I have recently written to the HSE outlining its funding allocation for 2015 and highlighting the key areas to be prioritised in the 2015 service plan. As Members will appreciate, it is not possible to prioritise everything and I am sure some people will be disappointed by what is in it and what is not in it. The next step in the process is for the HSE to approve and submit its 2015 service plan for my consideration. The plan will set out in detail the volume and type of health services to be provided next year within the agreed allocation. Considerable work has already been undertaken by the executive on the preparation of next year's plan. Once the service planning process has been concluded, the HSE will publish the plan and will immediately set to work on ensuring its full implementation.

I take this opportunity to pay tribute to health care staff who have taken us through some very difficult years. It is due to their hard work, commitment and dedication that the Irish health service has survived the most challenging period in its history.
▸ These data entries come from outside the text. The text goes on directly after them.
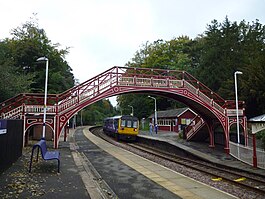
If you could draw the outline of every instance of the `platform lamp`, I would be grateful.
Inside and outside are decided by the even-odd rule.
[[[133,106],[131,106],[131,105],[128,105],[128,106],[132,108],[131,116],[133,116]]]
[[[237,130],[237,143],[240,144],[240,136],[239,136],[239,118],[238,118],[238,97],[237,97],[237,79],[236,75],[242,75],[241,71],[236,71],[234,73],[235,76],[235,95],[236,95],[236,130]]]
[[[42,138],[45,139],[45,128],[46,128],[46,111],[47,111],[47,87],[48,87],[48,67],[49,59],[46,57],[40,57],[37,62],[46,62],[46,75],[45,75],[45,89],[44,89],[44,107],[43,107],[43,127],[42,127]]]
[[[152,98],[153,100],[155,100],[155,126],[157,125],[157,111],[156,111],[156,98],[148,95],[149,98]]]

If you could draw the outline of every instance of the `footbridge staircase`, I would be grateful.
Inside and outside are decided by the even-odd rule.
[[[58,147],[60,134],[78,111],[101,99],[125,93],[149,93],[186,104],[200,116],[194,120],[194,126],[187,128],[187,139],[199,134],[206,125],[210,146],[214,146],[213,129],[220,125],[225,150],[229,152],[229,130],[236,123],[235,101],[224,100],[185,71],[116,66],[61,94],[48,95],[46,125],[53,130],[54,147]],[[24,120],[25,135],[31,126],[43,124],[43,103],[43,94],[19,94],[0,104],[0,118]],[[245,132],[243,102],[239,102],[239,118]]]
We still face many difficulties but there is every reason for optimism and believing that things can become more manageable next year.

I welcome the Minister and thank him for outlining the situation with the health budget. The choices made in regard to cuts in the health budget are the thin edge of the wedge. It took six months to get the facts and figures on ambulance cover throughout the country, including my county.
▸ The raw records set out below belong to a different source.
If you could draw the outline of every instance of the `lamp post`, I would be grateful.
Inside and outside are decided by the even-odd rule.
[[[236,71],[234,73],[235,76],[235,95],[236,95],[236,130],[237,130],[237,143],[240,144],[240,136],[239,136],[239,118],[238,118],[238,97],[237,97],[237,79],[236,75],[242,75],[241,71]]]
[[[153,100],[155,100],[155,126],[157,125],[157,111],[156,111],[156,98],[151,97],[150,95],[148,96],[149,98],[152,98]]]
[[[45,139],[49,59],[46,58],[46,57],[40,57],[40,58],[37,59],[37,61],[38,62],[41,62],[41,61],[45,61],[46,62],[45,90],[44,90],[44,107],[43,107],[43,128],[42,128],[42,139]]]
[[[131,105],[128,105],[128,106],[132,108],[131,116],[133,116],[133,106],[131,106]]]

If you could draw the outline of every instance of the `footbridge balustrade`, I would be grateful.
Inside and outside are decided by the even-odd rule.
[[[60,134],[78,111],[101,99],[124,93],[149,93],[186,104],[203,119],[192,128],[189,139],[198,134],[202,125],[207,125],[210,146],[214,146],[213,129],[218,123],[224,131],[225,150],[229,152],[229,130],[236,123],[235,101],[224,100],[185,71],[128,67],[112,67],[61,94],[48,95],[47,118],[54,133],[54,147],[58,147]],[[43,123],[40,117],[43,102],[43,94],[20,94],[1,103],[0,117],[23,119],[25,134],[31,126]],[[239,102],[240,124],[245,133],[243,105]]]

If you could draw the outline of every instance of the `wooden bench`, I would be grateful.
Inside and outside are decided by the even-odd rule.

It is a stark example of where we are at in terms of being in need of an ambulance today in Kerry. Three people a day who are in a life-threatening situation, be it due to a car accident, a heart attack or stroke, might find they will have to wait for up to an hour. In some instances people must wait for twice as long as HIQA's standard of 18.5 minutes for an ambulance to arrive.
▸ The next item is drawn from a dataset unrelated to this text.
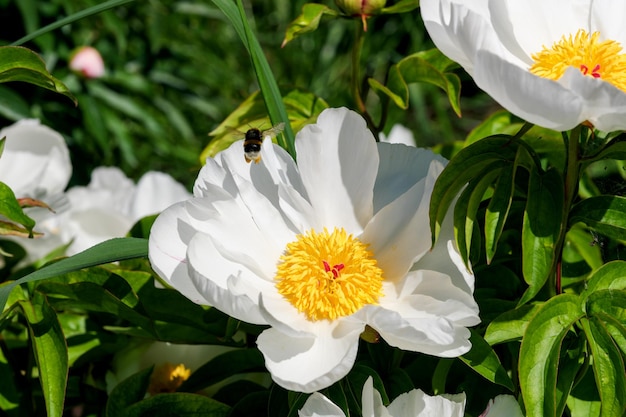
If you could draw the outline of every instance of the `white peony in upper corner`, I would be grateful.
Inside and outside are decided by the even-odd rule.
[[[626,3],[423,0],[437,48],[511,113],[569,130],[626,129]]]
[[[269,325],[257,344],[275,382],[313,392],[352,368],[371,326],[392,346],[470,349],[474,277],[452,227],[431,250],[430,195],[446,161],[379,143],[358,114],[327,109],[296,137],[297,161],[266,139],[209,158],[194,198],[155,221],[155,271],[189,299]],[[297,162],[297,164],[296,164]]]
Apart from the issue of geography, the resources do not exist. Two years ago, four ambulances covered the area. The Millstreet ambulance, which covered north-west Cork and the east Kerry and Killarney area, was withdrawn and then Killarney’s second emergency ambulance was taken away, which meant that instead of four ambulances covering the area, there were two. Twelve months ago the second emergency ambulance disappeared and now two ambulances cover an area previously covered by four ambulances. If one has a heart attack, a stroke or one is involved in an accident in Kerry, one could wait for up to an hour. The situation is that three people every day do not get an ambulance to hospital within the critical time.

As the Minister is aware, when a person who has a heart attack does not get to hospital on time, the recovery period is longer and sometimes the outcome is fatal. Instead of leaving hospital early, such a person must stay longer in a high-dependency bed, and instead of going home, he or she is sent to a nursing home before eventually going home. The associated cost might have been alleviated had the person got to hospital on time. I am just talking about a small area in one county. If one takes the number of ambulances that have been withdrawn from the system, the knock-on effect is enormous.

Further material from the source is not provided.